Juan od razu wykręcił numer do swojego przyjaciela, który był już w drodze...

- Witaj Juan. Wybacz, ale teraz nie bardzo mogę rozmawiać – powiedział Gustavo. Jestem w trakcie akcji i śpieszę się...
- Poczekaj, bo to ważne! Detektyw Linares chyba znów zaatakował! Podobno zwabił Lorenę w jakieś odludne miejsce i będzie chciał ją tam wykorzystać!
- Ją też?
- Jak to?
- Właśnie jadę w te odludne miejsce, czyli bagna. On złapał w pułapkę również przyjaciółkę twojej siostry, czyli Veronicę Guzman. Chce mieć obydwie dziewczyny dla siebie!
- Jest u mnie chłopak Loreny. On musi wiedzieć gdzie jest jego dziewczyna!
- Nie znam dokładnego adresu, ale tam chyba są jakieś opuszczone domki zaraz po wjeździe na ten przeklęty teren! To bardzo niebezpieczne. Nie róbcie głupot! Jadę ten sam, więc nie chcę kłopotów z wami. Juan... odezwij się!

Juan rozłączył się, bo to co chciał wiedzieć już usłyszał.

- Wiem co kombinuje ten cały Linares. Jedziemy tam Marco! Po drodze powiem ci jak jechać! Ale to bardzo niebezpieczny teren!
- Guzik mnie to obchodzi! Jedziemy! – odparł Marco.
- Jadę z wami! – krzyknął Antonio.
- Lepiej zostań. Ktoś musi pilnować kancelarii – zauważył Juan.
- Jak chcecie, ale dajcie mi znać co jest grane...
- Valdez jedzie tam w pojedynkę. Musimy mu pomóc...
- Muszę zawiadomić mojego brata Carlo. On się przyda w złapaniu tego potwora – powiedział Marco. Obyśmy zdążyli na czas...

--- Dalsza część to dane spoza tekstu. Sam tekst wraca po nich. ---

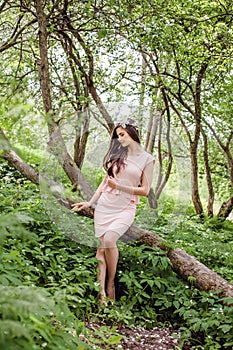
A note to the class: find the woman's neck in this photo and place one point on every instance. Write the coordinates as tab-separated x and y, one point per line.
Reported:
135	149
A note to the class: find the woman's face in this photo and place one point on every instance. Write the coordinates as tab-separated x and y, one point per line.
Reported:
123	137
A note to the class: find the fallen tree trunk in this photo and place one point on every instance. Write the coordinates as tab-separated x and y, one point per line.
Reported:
183	264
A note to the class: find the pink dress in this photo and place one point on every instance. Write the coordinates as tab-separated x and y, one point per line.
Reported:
115	210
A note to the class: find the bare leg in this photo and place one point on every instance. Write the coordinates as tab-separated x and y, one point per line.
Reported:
101	272
111	258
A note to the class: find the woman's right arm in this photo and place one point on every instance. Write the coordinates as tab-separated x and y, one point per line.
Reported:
95	197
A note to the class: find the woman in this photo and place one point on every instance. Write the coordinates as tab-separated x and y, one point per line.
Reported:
129	172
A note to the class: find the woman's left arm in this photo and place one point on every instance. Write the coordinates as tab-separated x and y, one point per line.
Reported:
143	190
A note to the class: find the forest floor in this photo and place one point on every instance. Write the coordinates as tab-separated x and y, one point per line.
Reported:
142	339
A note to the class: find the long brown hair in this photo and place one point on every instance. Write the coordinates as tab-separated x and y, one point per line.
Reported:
116	153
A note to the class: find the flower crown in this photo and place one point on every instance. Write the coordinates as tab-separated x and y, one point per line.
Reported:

Tymczasem okolice bagien...

- Jestem chyba na miejscu. Co za odludzie. Jakieś kilka domków, a kilkaset metrów dalej bagna. On chyba powariował spotykając się ze mną tutaj. Mam złe przeczucia – powiedziała wysiadając z samochodu Veronica.
- Co ty tu robisz? – zapytała ją nagle Lorena.
- Co ja tu robię? A ty? Co za spotkanie...
- Ktoś mówił mi o jakiejś niespodziance i musiałam tu przyjechać, ale nic z tego nie rozumiem...
- Ja przyjechałam tu z tego samego powodu... Nie rozumiem o co mu chodzi...
- Komu?
- Wujkowi mojego chłopaka – Martinowi Linaresowi. Umówił się tu ze mną, ale nie wiem w jakiej sprawie...
- Co ty mówisz? To musi być pułapka! Ktoś dzisiaj do mnie zadzwonił i powiedział, że mój chłopak szykuje mi niespodziankę. Ale dlaczego zadzwonił on, a nie Marco? To musiał być Linares! Uciekajmy stąd!
- Ale dlaczego? Przecież Linares to twój dobry znajomy. Opowiadał mi sporo o tobie i waszej przyjaźni...
- Jakiej przyjaźni! Linares to potwór! Przestępca i gwałciciel. Pięć lat temu wpadłam w jego sidła i zostałam zgwałcona! To pułapka zarówno na mnie jak i na ciebie. Chodźmy stąd i wracajmy jak najprędzej!
- Przestraszyłaś mnie! Może masz rację. Jedźmy stąd! To okropny teren!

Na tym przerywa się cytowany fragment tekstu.